A Medida Provisória 881, que teve o texto base aprovado nesta semana pela Câmara dos Deputados,atende os interesses da economia ortodoxa, na qual a lógica é que o dinamismo econômico é puxado pelo lado da oferta. Essa é a opinião da presidenta da Confederação dos Trabalhadores do Ramo Financeiro (Contraf-CUT), Juvandia Moreira.
Editada com a finalidade de reduzir a burocracia e limitar o poder de regulação do Estado sobre as empresas, a “MP da Exploração” avança sobre as leis do trabalho, transformando-a numa espécie de minirreforma trabalhista.
Juvandia explica que a ideia desse tipo de economia é “facilitar” a vida dos produtores para que eles aumentem a sua produção e assim gerem crescimento econômico. “Dentre as questões propostas nessa lógica para facilitar a vida do produtor estão a desburocratização e a redução de custos, com impostos e encargos.”
Portanto, para eles, quando você cria uma lei que facilita a abertura da empresa aos sábados e domingos, por exemplo, ou que reduz o custo da força de trabalho, isso por si só vai animar o empresariado a investir mais e gerar crescimento e emprego. “É a mesma lógica que foi utilizada na Reforma Trabalhista. Na época, o Henrique Meirelles disse que a reforma iria gerar seis milhões de empregos, como se apenas o fato de a força de trabalho estar mais barata fosse animar os empresários a saírem contratando.”
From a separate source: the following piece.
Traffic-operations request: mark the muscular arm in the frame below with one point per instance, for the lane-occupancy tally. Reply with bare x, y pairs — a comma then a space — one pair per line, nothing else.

A presidenta da Contraf-CUT, porém, aponta a visão econômica da classe trabalhadora. “Nós vemos a economia pelo lado da demanda. Ou seja, se não houver demanda de nada adianta facilitar a oferta, pois os empresários não vão investir mais. Irão apenas aumentar a margem de lucro aumentando as desigualdades. Seria necessário, portanto criar programas ou projetos para gerar emprego, aumentar a massa salarial e, a partir daí, aumentar a demanda da economia. Só então esse processo iria animar os empresários a investirem mais.”
Juvandia garante que “da mesma maneira que ocorreu com a previsão de geração de empregos pós reforma trabalhista, que na prática não gerou nenhum, essa nova previsão dessa minirreforma também vai ser frustrada. No caso dos bancos vai gerar mais adoecimentos, aumentar a sobrecarga e diminuir a qualidade de vida dos bancários”, acrescentou a presidenta. “Vamos pautar o debate na mesa de negociação com os bancos.”